Together with Anya onstage were some best singers for these roles--the cast could very well be in a season opening or a new production gala opening.
Zeljko Lucic was in the title role. He might be the most important Macbeth in opera world today, having a true dramatic voice with the timbre required for the role. Apparently, he was comfortable in his part and was very familiar with it--he not only sang a lot in Macbeth around the world but also did the role of Macbeth when this production was created. Compared to Anya’s strong make-up, Mr. Lucic’s make-up was light. And with the stage light, it looked somehow pale. Together with the grey hair, the contrast and complex relation between Macbeth and Lady were visually illustrated well.
Having Rene Pape as Banquo and Joseph Calleja as Macduff is just luxurious. I could give no more than praising their great singing. Though other than the several beautiful arias, Verdi granted them little to shine through.
The chorus was a lesson of how opera chorus, different to symphony chorus or church chorus, should sing. I remember last season when Maestro Muti did “Macbeth” with Chicago Symphony Orchestra, there was an article about his rehearsal in which quoted his words to the chorus that in an opera, they should sound like being an ensemble of individuals not a simple one voice. And that was exactly the impression I got from the MET chorus in this “Macbeth”.
In the pit, Fabio Luisi leaded a solid playing of orchestra.
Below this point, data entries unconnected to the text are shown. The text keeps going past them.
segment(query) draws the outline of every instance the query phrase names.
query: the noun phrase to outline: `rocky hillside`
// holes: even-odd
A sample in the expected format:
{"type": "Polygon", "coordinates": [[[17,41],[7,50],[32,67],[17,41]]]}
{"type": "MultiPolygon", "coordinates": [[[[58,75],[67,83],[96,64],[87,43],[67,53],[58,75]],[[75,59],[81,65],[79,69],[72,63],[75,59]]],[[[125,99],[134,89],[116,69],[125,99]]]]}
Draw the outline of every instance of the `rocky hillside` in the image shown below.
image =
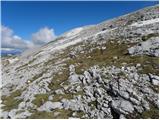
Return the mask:
{"type": "Polygon", "coordinates": [[[144,8],[3,59],[1,118],[159,118],[158,15],[144,8]]]}

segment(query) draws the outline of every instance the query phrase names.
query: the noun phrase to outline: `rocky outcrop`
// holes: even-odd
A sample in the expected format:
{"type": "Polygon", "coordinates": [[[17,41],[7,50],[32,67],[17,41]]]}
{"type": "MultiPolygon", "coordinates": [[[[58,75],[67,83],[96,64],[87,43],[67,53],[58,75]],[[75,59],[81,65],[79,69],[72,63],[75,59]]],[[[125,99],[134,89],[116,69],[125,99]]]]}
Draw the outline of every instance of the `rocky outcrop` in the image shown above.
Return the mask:
{"type": "Polygon", "coordinates": [[[84,111],[87,113],[84,117],[120,118],[137,111],[142,113],[149,110],[150,104],[158,108],[158,93],[149,87],[152,84],[149,76],[138,74],[133,66],[126,68],[112,66],[102,69],[96,66],[84,72],[83,80],[87,83],[84,84],[84,81],[81,83],[84,85],[81,88],[83,96],[68,102],[62,100],[62,103],[65,109],[84,111]]]}
{"type": "Polygon", "coordinates": [[[159,38],[152,37],[145,42],[141,42],[136,46],[128,49],[131,55],[149,55],[149,56],[159,56],[159,38]]]}
{"type": "MultiPolygon", "coordinates": [[[[75,70],[74,65],[70,68],[75,70]]],[[[72,72],[76,74],[75,71],[71,71],[70,75],[72,72]]],[[[151,80],[157,79],[158,76],[139,74],[134,66],[125,68],[94,66],[79,76],[81,78],[77,78],[78,83],[68,79],[71,83],[68,85],[68,91],[70,94],[74,93],[76,87],[73,86],[78,84],[83,86],[80,88],[82,94],[72,99],[63,98],[60,102],[47,101],[38,110],[83,111],[85,114],[81,116],[82,118],[129,118],[128,115],[132,114],[136,118],[139,113],[149,110],[151,104],[158,108],[158,93],[150,87],[155,85],[151,80]]]]}

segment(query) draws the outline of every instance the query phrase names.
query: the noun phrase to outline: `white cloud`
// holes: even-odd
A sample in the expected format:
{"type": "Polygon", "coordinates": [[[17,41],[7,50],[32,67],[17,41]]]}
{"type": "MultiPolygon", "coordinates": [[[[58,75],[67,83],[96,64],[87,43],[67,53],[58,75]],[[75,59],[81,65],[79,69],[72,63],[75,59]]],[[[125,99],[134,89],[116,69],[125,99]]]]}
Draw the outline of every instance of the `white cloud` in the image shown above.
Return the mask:
{"type": "Polygon", "coordinates": [[[27,49],[30,44],[23,40],[21,37],[14,35],[13,30],[8,27],[1,26],[1,47],[2,48],[15,48],[27,49]]]}
{"type": "Polygon", "coordinates": [[[32,34],[31,41],[22,39],[15,35],[13,30],[6,26],[1,26],[1,47],[12,49],[28,49],[43,45],[56,38],[53,29],[47,27],[41,28],[38,32],[32,34]]]}
{"type": "Polygon", "coordinates": [[[48,27],[41,28],[38,32],[32,34],[32,41],[36,45],[48,43],[56,38],[53,29],[48,27]]]}

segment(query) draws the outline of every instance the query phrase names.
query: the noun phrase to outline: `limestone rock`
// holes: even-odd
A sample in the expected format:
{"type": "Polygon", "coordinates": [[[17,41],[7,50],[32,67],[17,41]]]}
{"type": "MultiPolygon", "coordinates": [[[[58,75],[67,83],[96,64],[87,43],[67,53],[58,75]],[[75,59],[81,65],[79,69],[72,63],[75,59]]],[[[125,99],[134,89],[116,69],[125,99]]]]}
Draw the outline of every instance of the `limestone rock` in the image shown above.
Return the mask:
{"type": "Polygon", "coordinates": [[[51,101],[47,101],[46,103],[44,103],[42,106],[40,106],[38,108],[39,111],[51,111],[54,109],[61,109],[62,107],[62,103],[60,102],[51,102],[51,101]]]}

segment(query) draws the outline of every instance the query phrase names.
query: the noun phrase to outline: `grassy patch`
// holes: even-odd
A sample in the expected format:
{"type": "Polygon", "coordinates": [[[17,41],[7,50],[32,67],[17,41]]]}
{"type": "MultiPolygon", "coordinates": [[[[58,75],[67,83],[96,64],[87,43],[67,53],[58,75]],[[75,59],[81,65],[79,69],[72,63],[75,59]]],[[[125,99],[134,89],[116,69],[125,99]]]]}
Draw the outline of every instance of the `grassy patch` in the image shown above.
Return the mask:
{"type": "MultiPolygon", "coordinates": [[[[150,35],[151,36],[151,35],[150,35]]],[[[153,35],[152,35],[153,36],[153,35]]],[[[116,40],[115,40],[116,41],[116,40]]],[[[91,66],[108,66],[115,65],[117,67],[124,66],[136,66],[140,63],[142,65],[141,73],[152,73],[158,75],[159,57],[152,57],[147,55],[130,56],[127,49],[136,43],[111,43],[105,44],[106,49],[103,52],[100,49],[94,49],[92,52],[85,52],[85,54],[79,54],[75,59],[70,59],[67,64],[79,64],[76,66],[76,72],[82,74],[83,71],[89,69],[91,66]],[[114,59],[114,57],[117,59],[114,59]]],[[[104,45],[103,45],[104,46],[104,45]]],[[[91,49],[92,45],[89,45],[87,49],[91,49]]],[[[89,51],[89,50],[88,50],[89,51]]]]}
{"type": "Polygon", "coordinates": [[[139,57],[139,63],[142,65],[142,70],[139,71],[140,73],[147,74],[159,74],[159,57],[151,57],[151,56],[145,56],[139,57]]]}
{"type": "Polygon", "coordinates": [[[117,76],[123,76],[123,77],[126,77],[126,74],[125,74],[124,72],[119,72],[119,73],[117,74],[117,76]]]}
{"type": "Polygon", "coordinates": [[[72,99],[73,98],[73,96],[72,96],[72,94],[70,93],[70,94],[56,94],[54,97],[53,97],[53,102],[59,102],[59,101],[61,101],[63,98],[65,98],[65,99],[72,99]]]}
{"type": "Polygon", "coordinates": [[[84,70],[87,70],[93,65],[120,65],[125,56],[124,53],[127,50],[127,45],[107,42],[105,46],[106,50],[103,50],[103,52],[100,49],[94,49],[92,52],[79,54],[76,59],[69,60],[68,64],[79,63],[76,67],[76,72],[79,74],[83,73],[84,70]],[[114,60],[114,56],[117,56],[119,59],[114,60]]]}
{"type": "Polygon", "coordinates": [[[150,87],[152,88],[152,90],[154,92],[159,93],[159,86],[157,86],[157,85],[151,85],[150,87]]]}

However, I did experience something more exciting than this. It was a concert performance of “Macbeth” conducted by Maestro Muti in Chicago last year. But, well, just no one today can touch Maestro Muti in this repertoire. And I think another thing is that though MET orchestra has no less virtuosity than CSO, they, when sitting in the pit behaved more like an accompanist, while CSO, in a concert version performance, played on stage as if a narrator of the drama. Here, the stars were the singers onstage being their characters; while in the Chicago performance last year, the definite star is the orchestra (if we excluded conductor, since he did not produce any sound directly), and singers sounds more like part of the orchestration.
The question remains to me if the star individual characters could be combined with the star ensemble orchestra or they are essentially exclusive. Maybe I would get the answer when we have Anya collaborate with Maestro Muti. Please! And it would be even better in a new Regietheater production crafted for Anya. Then may we be able to hope a classics as the Red Dress Traviata? Anya has done a lot of great singing and acting since the 2005 Salzburg Traviata, but just none of them could have everything being just unique and “right”. It is not something one could achieve by just doing her own part great. It needed certain repertoire (some roles just have less potentials than others), certain partners, and certain, let us admit it, luck. And for this role of Lady Macbeth, I see the potential of building up something original and unique around it. Hope we could have the luck to really see it happens.